BizTalk’s future

With Microsoft’s push to the cloud people are publicly wondering about the amount of R&D investments being made in “traditional” on-premiss server software. Microsoft is making a big bet on cloud computing and they *will* succeed. Looking at BizTalk Server specifically, and Microsoft integration middleware in general I can tell you this:

In the past couple of years, Microsoft faced three major hurdles in the adoption of BizTalk Server:

1. Low latency challenges. This prohibited BizTalk being used in people facing applications.

2. .Net developers

3. The “two workflow engines” story

The first is commonly known. Until BizTalk 2010 you had to go into the Management Database to tweak some settings in order to accomplish lower latency scenarios. It still meant a minimum of 50ms for every persistence point, but for most scenarios it was okay. This could however not be combined with high throughput scenarios. Until BizTalk 2010, where these tuning settings can now be performed at the host and host instance level providing for combinations of low latency and high throughput solutions. But still…. every message goes at least once to the MessagBox database…

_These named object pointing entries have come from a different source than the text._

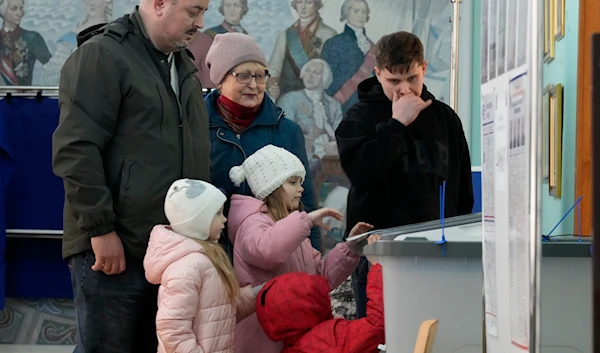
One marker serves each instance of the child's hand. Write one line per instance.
(317, 216)
(373, 238)
(359, 228)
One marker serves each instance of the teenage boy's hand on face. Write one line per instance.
(406, 108)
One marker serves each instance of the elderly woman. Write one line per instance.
(242, 121)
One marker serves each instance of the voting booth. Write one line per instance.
(420, 283)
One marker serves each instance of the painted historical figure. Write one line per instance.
(317, 113)
(96, 12)
(350, 54)
(295, 46)
(19, 48)
(233, 11)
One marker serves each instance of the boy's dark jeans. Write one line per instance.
(359, 286)
(115, 313)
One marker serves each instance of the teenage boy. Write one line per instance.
(397, 145)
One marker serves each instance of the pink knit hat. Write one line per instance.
(228, 51)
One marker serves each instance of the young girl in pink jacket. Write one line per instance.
(270, 233)
(199, 299)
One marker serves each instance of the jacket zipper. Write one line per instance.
(237, 145)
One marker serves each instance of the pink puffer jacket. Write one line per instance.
(263, 249)
(195, 314)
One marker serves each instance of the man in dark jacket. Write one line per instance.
(132, 121)
(398, 144)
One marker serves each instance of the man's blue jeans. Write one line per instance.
(115, 314)
(359, 286)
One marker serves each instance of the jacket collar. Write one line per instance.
(269, 113)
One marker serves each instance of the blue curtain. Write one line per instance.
(31, 199)
(34, 197)
(6, 169)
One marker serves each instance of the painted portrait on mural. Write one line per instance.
(55, 24)
(232, 11)
(96, 12)
(20, 48)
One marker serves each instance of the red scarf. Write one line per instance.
(236, 116)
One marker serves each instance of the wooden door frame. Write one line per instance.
(588, 24)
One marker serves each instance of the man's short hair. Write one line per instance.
(399, 51)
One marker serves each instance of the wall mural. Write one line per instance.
(318, 52)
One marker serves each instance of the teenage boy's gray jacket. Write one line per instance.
(123, 138)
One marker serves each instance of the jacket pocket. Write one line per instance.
(169, 116)
(123, 184)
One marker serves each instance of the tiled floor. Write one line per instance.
(40, 322)
(31, 348)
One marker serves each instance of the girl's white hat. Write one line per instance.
(190, 207)
(267, 169)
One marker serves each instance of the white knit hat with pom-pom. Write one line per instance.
(266, 170)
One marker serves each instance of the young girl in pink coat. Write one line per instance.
(199, 299)
(270, 233)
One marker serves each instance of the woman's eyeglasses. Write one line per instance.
(245, 78)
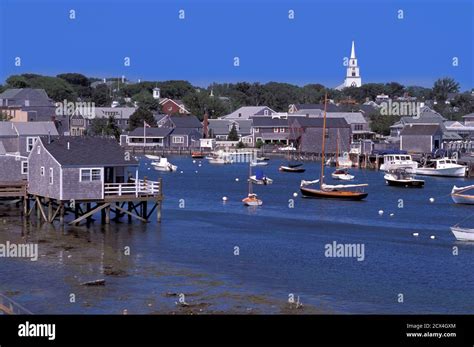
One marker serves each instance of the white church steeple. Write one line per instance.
(353, 78)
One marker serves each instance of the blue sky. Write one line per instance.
(308, 49)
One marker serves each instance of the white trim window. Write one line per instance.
(30, 142)
(24, 167)
(89, 175)
(51, 172)
(178, 139)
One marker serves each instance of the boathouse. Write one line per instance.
(70, 174)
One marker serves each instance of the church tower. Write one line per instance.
(353, 78)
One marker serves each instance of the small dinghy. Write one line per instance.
(292, 168)
(342, 174)
(463, 234)
(403, 177)
(164, 165)
(152, 157)
(260, 178)
(462, 195)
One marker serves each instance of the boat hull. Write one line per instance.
(463, 234)
(332, 194)
(446, 172)
(291, 169)
(405, 183)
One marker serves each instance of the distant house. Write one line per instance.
(71, 168)
(16, 142)
(421, 138)
(246, 112)
(220, 128)
(173, 107)
(120, 114)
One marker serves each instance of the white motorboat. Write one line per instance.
(460, 195)
(152, 157)
(403, 177)
(164, 165)
(342, 174)
(396, 161)
(442, 167)
(463, 234)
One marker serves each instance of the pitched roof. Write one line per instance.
(246, 112)
(36, 128)
(186, 121)
(83, 151)
(151, 132)
(420, 129)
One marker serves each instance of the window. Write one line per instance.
(24, 167)
(30, 141)
(178, 139)
(89, 175)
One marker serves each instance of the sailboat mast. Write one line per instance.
(324, 141)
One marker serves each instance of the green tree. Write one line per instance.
(139, 116)
(105, 127)
(233, 135)
(443, 86)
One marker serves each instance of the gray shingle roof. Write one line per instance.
(87, 151)
(152, 132)
(420, 129)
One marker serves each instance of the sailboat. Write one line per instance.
(252, 198)
(340, 191)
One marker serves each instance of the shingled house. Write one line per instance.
(65, 168)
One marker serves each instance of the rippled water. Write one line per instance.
(281, 249)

The second is probably less commonly known, but it is a fact that the “.Net developer” is the greatest BizTalk Server competitor. Why buy this stuff if you can build it yourself?

The third is also more and more known; why do we have two separate technologies and engines for handling human (WF) and system workflows (XLANG).

Together with the push to the cloud, this has resulted in some smart people at Microsoft coming up with a new architecture to make all of the above possible and satisfy everyone: one integration middleware architecture that enables development, deployment and management of integration solutions with one set of tools and which can be deployed in the Cloud and on-premises (Server or Appliance).

Watch for some cool stuff being released in the coming period. Some of it already has been released, such as this week’s CTP release of composite apps in Azure.

It will probably take them a couple of years until this all proves to work out well, but I’m confident they’ll manage. And for us integration specialists it will become better and better, because integration won’t go away and the architecture and tools will help us architect, design and build better integration solutions and at the same time bring new possibilities thanks to the cloud. This will be a real paradigm shift!